Before going any farther, I do think this question is posed a bit problematically in the way it conflates the first political parties which emerged under the Washington Administration (the Federalist Party and the Democratic-Republicans) with the Federalist Debates, which surrounded ratification of the Constitution. While we can assume an overlap between the two, they remain separate in contexts, surrounding different issues and political questions. This fact is well illustrated in the example of James Madison, who was among the leading supporters of the Constitution, as well as one of the leaders of the Democratic-Republican Party. Thus, if we were to look at the earlier ratification debates, he would be counted among the Federalists, but if we were to look towards the evolution of the first political parties, he'd count as a Democratic-Republican.

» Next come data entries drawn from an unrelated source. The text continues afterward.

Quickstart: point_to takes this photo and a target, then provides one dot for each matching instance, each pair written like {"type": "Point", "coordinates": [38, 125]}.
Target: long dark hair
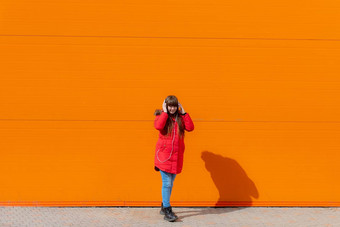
{"type": "Point", "coordinates": [172, 100]}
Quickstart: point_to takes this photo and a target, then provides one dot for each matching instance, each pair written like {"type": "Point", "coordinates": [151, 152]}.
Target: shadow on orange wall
{"type": "Point", "coordinates": [232, 182]}
{"type": "Point", "coordinates": [234, 186]}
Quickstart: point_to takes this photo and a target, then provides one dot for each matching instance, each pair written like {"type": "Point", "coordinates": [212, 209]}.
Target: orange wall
{"type": "Point", "coordinates": [79, 81]}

With this in mind, a distinction needs to be made: when we speak about the Federalists and the anti-Federalists, and when we speak about the Federalists and the Democratic-Republicans, we are actually talking about two different things.
In many respects, I'd certainly agree that both sides of that distinction were shaped by concerns about the centralization of power (and its risks vs. its advantages). In the earlier Federalist Debates, the question centered around whether the new, more centralized government represented by the Constitution should be adopted at all. The first political parties, on the other hand, ultimately evolved within the context of governing within that Constitutional Framework. In this context, the Democratic-Republican Party favored the constraint of Federal Power and argued in favor of Strict Constitutionalism, while we might suggest that the Federalist Party, tended to support the opposite. We can then certainly see a connection (in that the entire post-Revolutionary War period was one strongly shaped by concerns about tyranny and the centralization of power), but even so, we're looking at different contexts, with one debate concerning whether or not this new system of government should be adopted and the other concerned with how politics should operate within a system which (by this point) is already being put in place.
In any case, when you select an amendment from the Bill of Rights and begin to analyze it, I'd suggest you think about the concerns which would have shaped the inclusion of the Amendment. Consider that, if a certain behavior is constitutionally protected, if there are explicit limits as to what the government can and cannot do, that means there must be a concern that the government might one day breach that right. Think on what this suggests about the concerns of the post-Revolutionary generations, and what they might be worried about politically. I'd also suggest you think carefully about the longer arc of US history and try to fit this amendment and your understanding of it within that larger context.